悪魔は女を驚かすことができて、しめしめと笑顔を作りました。今までは何を欲しても女が驚くことはありませんでした。躊躇いもなく即決し、色んなものを手放して、たくさんの命を救ってきました。そんな聖女じみた気色の悪い女でも一番大切なものは手放すのが惜しいのでしょう。ああ、顔色も真っ青です。

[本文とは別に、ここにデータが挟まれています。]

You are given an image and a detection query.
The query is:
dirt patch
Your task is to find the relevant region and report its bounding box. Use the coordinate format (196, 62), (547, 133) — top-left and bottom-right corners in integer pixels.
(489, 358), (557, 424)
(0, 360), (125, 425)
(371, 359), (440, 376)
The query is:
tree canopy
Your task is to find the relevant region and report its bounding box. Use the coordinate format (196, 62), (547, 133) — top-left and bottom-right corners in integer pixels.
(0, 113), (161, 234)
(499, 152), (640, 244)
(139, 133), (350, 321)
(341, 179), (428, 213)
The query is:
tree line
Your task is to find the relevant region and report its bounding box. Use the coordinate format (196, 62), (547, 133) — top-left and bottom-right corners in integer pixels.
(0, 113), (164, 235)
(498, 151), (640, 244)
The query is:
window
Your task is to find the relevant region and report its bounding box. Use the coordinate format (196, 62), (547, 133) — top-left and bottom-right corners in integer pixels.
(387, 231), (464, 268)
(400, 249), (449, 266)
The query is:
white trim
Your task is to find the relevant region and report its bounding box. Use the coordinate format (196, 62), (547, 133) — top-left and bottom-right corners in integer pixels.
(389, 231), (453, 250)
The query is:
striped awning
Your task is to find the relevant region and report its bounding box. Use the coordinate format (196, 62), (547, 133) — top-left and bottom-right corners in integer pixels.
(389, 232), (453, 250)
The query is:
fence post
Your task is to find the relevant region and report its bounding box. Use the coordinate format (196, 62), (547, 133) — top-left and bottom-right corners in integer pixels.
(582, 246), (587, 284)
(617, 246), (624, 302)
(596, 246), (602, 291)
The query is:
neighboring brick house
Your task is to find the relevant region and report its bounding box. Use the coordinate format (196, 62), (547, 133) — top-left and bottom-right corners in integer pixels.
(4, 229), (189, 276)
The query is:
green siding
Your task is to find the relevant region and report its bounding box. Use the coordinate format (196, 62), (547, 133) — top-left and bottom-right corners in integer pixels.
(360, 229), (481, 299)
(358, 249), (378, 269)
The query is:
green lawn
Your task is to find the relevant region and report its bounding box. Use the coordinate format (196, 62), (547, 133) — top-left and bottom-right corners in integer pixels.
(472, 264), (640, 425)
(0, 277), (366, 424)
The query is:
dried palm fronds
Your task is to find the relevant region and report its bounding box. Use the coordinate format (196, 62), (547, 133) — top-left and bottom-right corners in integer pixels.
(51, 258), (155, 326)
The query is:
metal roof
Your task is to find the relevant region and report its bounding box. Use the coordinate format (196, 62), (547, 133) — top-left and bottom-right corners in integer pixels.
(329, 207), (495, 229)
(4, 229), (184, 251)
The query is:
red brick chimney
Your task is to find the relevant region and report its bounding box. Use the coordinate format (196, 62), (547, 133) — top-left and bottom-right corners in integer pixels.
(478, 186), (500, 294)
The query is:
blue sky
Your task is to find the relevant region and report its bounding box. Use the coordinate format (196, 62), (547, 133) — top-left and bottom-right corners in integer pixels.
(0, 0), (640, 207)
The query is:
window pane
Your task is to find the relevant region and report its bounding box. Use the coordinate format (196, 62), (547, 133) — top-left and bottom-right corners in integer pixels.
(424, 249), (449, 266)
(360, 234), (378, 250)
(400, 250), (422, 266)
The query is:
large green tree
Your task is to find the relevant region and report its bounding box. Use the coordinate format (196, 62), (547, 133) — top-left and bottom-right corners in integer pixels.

絶望しているのかもしれません。
そう思うと、自然と悪魔の笑みは深くなっていきます。実に悪魔らしい表情でした。
「さあ、どうする。それともお前ひとりの力で救ってみるか?」
もちろん、そんなことは不可能です。女にあるのは自身を差し出す恐ろしいまでの献身の精神だけで、世界を壊さんとする脅威を滅ぼす力など、どこにもないのですから。
悪魔も女が頷くとは思っていませんでした。どうせ命を手放すのならと他を巻き込む気概があるのなら、この国はとっくに滅びていたことでしょう。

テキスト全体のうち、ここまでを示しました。